De eerste regels zijn al raak: ‘Dakloos/ ben ik in mij. / Begraven in mezelf.’ Dat wordt dus ego-poëzie van een dolende figuur.
Op de volgende bladzijde staat: ‘Mijn woorden zijn doodgeboren / namen, ontstolen aan hun lichaam.’ Ook dat voorspelt weinig goeds.
En wat te denken van de afdelingstitel: ‘Rien ne va plus’? De dichter lijkt bij voorbaat uitgespeeld.
Zijn werk wordt gekenmerkt door:
- Onbegrijpelijkheid: ‘Als de lucht een poort is/ op de hemel een / gevleugeld woord // Als de grond grijs/ zijn om en rond / de zerken’.
Als hij af en toe een heldere gedachte heeft, verwoordt hij deze clichématig (en dan moet ik onwillekeurig toch aan Van Benthem denken). De dichter stond eens voor een ouderlingentehuis, dacht aan avondrood en schreef: ‘Te weten dat / ook eenmaal / de rijkeluis' dochters / zullen belanden / in dit gloren van de dood// IS DIT GEEN TROOSTENDE GEDACHTE?’ (Het antwoord lijkt mij negatief.) Tussen deze regels staan uitwijdingen.

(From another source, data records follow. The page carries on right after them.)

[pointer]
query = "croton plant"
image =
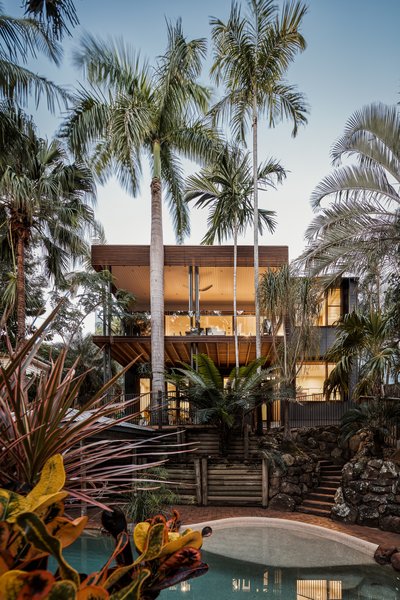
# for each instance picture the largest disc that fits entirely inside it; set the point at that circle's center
(35, 527)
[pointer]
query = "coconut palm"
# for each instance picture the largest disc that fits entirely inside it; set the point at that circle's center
(55, 15)
(360, 225)
(134, 111)
(365, 341)
(218, 403)
(43, 205)
(251, 57)
(291, 305)
(225, 187)
(21, 39)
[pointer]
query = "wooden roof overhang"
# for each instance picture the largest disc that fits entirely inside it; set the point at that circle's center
(221, 349)
(104, 256)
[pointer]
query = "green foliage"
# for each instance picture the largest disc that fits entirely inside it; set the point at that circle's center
(34, 527)
(365, 341)
(152, 496)
(219, 404)
(378, 417)
(360, 225)
(291, 304)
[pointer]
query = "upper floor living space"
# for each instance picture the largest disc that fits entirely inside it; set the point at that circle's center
(198, 301)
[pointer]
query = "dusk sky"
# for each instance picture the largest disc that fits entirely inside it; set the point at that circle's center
(352, 59)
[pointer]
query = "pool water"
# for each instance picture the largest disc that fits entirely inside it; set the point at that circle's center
(230, 578)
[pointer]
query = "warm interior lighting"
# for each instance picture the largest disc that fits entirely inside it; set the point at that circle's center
(310, 589)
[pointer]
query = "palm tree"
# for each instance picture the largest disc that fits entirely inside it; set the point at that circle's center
(21, 39)
(360, 226)
(226, 188)
(364, 341)
(251, 57)
(292, 305)
(55, 15)
(221, 404)
(43, 207)
(134, 111)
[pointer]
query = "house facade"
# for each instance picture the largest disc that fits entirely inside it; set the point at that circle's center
(198, 292)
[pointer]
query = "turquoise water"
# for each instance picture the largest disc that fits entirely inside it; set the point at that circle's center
(233, 579)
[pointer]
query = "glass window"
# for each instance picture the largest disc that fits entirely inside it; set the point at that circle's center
(310, 380)
(177, 324)
(246, 325)
(217, 325)
(330, 308)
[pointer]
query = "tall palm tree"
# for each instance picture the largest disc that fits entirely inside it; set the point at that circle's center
(134, 111)
(225, 187)
(360, 225)
(20, 39)
(55, 15)
(292, 305)
(223, 405)
(251, 57)
(364, 341)
(43, 206)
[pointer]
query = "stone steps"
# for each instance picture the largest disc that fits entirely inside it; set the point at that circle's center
(319, 502)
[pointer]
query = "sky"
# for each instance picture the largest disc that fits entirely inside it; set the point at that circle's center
(351, 60)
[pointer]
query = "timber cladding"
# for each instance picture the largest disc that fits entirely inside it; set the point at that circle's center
(202, 256)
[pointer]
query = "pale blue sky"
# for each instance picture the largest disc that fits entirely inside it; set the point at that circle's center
(352, 59)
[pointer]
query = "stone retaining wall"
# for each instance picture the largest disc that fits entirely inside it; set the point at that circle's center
(369, 494)
(291, 482)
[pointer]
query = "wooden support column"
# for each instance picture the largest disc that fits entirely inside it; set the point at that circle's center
(204, 481)
(264, 483)
(197, 476)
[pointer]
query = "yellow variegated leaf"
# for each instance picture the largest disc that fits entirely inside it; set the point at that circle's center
(63, 590)
(93, 592)
(140, 535)
(45, 501)
(193, 539)
(154, 543)
(52, 480)
(65, 530)
(11, 584)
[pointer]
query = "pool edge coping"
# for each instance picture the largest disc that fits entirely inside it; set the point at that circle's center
(352, 541)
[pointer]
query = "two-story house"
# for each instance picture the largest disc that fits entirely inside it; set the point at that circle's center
(198, 283)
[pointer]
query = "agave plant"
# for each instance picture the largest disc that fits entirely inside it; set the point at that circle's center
(40, 418)
(34, 527)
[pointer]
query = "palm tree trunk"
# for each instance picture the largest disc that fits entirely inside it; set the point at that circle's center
(255, 200)
(235, 333)
(21, 299)
(157, 280)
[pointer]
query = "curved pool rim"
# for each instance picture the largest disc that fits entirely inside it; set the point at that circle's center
(352, 542)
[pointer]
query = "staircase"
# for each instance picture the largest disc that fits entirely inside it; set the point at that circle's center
(320, 501)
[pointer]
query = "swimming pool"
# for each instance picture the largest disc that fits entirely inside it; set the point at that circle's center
(271, 559)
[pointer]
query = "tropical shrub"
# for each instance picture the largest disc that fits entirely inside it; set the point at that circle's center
(42, 417)
(150, 496)
(377, 417)
(34, 527)
(218, 403)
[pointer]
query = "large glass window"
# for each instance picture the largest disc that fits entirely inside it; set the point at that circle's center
(216, 325)
(310, 380)
(176, 324)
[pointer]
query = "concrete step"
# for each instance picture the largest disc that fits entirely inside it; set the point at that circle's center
(317, 504)
(317, 494)
(318, 512)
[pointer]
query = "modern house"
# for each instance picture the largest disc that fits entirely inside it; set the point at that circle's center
(198, 282)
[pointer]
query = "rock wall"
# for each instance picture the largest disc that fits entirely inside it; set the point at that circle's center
(322, 441)
(291, 482)
(369, 494)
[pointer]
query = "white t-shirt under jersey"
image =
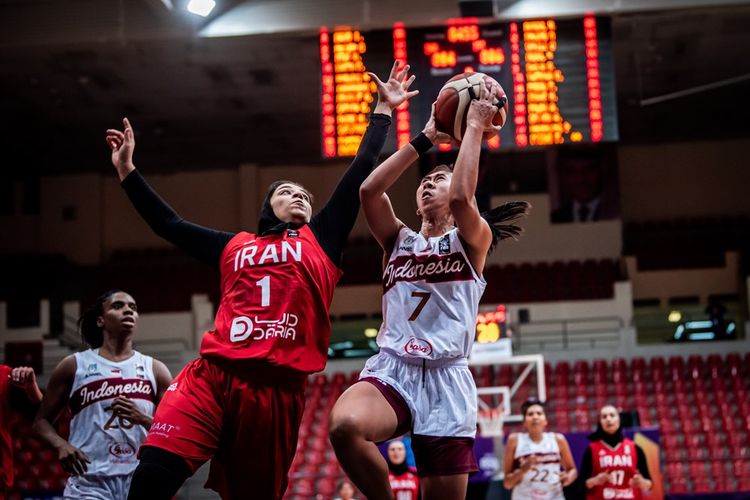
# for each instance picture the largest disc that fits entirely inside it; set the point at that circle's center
(430, 298)
(542, 482)
(109, 441)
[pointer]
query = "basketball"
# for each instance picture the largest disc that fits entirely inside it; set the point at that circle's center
(452, 105)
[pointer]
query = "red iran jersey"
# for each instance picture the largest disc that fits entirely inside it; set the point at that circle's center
(621, 463)
(6, 438)
(276, 291)
(405, 486)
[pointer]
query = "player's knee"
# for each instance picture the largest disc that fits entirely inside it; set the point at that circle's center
(343, 426)
(159, 475)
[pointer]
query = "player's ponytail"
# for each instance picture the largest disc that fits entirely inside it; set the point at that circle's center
(502, 220)
(91, 332)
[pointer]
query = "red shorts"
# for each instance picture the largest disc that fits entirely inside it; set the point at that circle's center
(247, 423)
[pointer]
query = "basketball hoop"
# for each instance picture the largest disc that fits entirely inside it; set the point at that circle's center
(491, 422)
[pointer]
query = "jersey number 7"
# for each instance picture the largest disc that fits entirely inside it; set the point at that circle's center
(423, 298)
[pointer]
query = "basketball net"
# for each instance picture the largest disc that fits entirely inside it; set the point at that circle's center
(490, 422)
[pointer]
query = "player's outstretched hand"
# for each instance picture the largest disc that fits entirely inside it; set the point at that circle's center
(72, 459)
(482, 110)
(23, 377)
(122, 144)
(395, 91)
(433, 134)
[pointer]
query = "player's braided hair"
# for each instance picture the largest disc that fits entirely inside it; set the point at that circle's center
(91, 333)
(502, 220)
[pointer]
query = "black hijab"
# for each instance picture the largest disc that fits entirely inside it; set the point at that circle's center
(397, 469)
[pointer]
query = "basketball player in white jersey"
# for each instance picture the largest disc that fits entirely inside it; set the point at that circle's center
(112, 391)
(432, 282)
(538, 464)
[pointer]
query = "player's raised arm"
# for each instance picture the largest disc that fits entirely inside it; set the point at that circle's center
(202, 243)
(383, 223)
(334, 222)
(474, 230)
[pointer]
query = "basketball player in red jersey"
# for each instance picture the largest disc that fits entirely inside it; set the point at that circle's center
(420, 380)
(614, 466)
(19, 395)
(403, 478)
(241, 402)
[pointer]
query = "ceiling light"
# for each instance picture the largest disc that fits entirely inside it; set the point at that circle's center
(201, 7)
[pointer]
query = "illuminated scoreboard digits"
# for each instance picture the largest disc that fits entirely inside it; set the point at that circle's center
(492, 325)
(346, 89)
(558, 76)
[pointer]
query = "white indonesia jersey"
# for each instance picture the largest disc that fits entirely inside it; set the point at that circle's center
(430, 298)
(541, 482)
(110, 442)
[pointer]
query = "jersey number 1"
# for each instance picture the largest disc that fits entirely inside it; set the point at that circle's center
(265, 290)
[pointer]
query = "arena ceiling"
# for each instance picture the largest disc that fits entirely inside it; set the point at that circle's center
(71, 68)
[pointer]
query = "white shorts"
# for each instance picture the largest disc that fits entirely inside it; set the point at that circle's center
(97, 487)
(441, 394)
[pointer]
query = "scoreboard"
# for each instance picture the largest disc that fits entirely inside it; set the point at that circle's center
(558, 76)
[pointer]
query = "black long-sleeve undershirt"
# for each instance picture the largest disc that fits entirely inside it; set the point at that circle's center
(331, 226)
(587, 466)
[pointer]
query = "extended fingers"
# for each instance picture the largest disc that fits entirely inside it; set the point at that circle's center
(408, 82)
(378, 82)
(402, 74)
(394, 70)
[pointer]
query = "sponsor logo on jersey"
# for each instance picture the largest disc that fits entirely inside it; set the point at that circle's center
(101, 390)
(244, 328)
(418, 347)
(162, 428)
(428, 268)
(121, 450)
(621, 493)
(408, 244)
(92, 371)
(444, 245)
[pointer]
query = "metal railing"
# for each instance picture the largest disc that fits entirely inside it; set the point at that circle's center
(562, 333)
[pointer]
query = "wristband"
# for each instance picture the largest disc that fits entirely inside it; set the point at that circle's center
(421, 143)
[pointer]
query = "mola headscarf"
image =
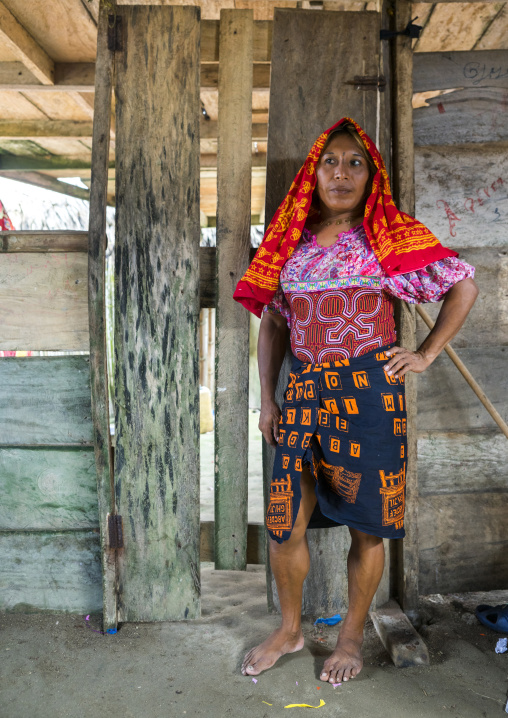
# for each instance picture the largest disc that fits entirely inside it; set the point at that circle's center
(400, 243)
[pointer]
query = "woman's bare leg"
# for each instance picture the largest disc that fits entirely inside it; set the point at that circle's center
(290, 563)
(365, 567)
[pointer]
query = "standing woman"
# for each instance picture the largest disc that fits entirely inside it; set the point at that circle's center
(333, 259)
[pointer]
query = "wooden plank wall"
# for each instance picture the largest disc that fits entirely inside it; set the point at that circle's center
(49, 526)
(157, 312)
(294, 125)
(462, 195)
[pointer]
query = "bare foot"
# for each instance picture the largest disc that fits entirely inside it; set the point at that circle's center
(346, 661)
(267, 653)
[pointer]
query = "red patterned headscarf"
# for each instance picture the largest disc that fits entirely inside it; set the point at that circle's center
(400, 242)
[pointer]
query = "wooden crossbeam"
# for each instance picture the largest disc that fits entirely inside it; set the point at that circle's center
(80, 77)
(14, 36)
(62, 166)
(30, 129)
(41, 180)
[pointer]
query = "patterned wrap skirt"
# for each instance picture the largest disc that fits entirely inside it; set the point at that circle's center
(347, 421)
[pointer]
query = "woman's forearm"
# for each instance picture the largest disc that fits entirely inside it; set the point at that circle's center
(271, 352)
(456, 306)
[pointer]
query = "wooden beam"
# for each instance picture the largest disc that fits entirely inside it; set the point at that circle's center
(43, 302)
(446, 70)
(45, 401)
(256, 537)
(30, 129)
(97, 244)
(157, 312)
(234, 170)
(260, 76)
(210, 130)
(14, 36)
(33, 129)
(403, 185)
(49, 163)
(43, 241)
(41, 180)
(80, 77)
(262, 40)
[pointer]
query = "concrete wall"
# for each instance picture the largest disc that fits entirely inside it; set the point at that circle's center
(462, 195)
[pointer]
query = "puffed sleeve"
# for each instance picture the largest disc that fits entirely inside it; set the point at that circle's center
(279, 305)
(429, 284)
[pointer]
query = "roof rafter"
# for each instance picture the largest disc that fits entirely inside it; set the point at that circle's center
(14, 36)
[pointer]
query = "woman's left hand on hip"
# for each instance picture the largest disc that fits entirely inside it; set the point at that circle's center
(403, 360)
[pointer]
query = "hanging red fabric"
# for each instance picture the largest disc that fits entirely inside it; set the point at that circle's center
(400, 242)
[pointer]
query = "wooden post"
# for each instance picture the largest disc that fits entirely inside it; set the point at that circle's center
(403, 186)
(97, 242)
(302, 105)
(157, 312)
(234, 165)
(211, 350)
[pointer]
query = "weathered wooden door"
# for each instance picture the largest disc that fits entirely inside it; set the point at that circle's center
(325, 65)
(157, 310)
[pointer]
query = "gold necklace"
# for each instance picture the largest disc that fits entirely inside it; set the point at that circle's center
(326, 223)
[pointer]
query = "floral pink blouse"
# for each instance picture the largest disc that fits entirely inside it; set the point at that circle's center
(338, 300)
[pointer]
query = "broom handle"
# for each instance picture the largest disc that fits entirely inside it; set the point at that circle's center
(467, 376)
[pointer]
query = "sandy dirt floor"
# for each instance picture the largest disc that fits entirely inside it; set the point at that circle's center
(56, 665)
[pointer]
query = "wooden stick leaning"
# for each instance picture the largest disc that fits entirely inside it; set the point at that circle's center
(467, 376)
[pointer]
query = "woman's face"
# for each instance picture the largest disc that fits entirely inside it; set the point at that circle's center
(342, 176)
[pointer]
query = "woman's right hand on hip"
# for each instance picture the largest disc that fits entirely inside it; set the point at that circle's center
(269, 419)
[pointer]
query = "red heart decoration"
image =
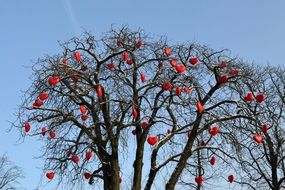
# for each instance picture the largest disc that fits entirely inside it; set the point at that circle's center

Na dochters bijvb.: ‘die nu in veelbelovende polo's / spannende jeans en rijlaarzen / elke mannelijke verbeelding tarten’.
- Nadrukkelijk rijm: ‘Ontstaakt gij / vuren, taal noch uren / droefenis / en ongekleed het leed.’
- Flauwe letterspelletjes: ‘LIE(F)DEREN’, ‘dage(n)raad’ en woordspelletjes: ‘Raad / van redeloze liefde / Reed / van radeloze liefde / liefdeloze rede dood.’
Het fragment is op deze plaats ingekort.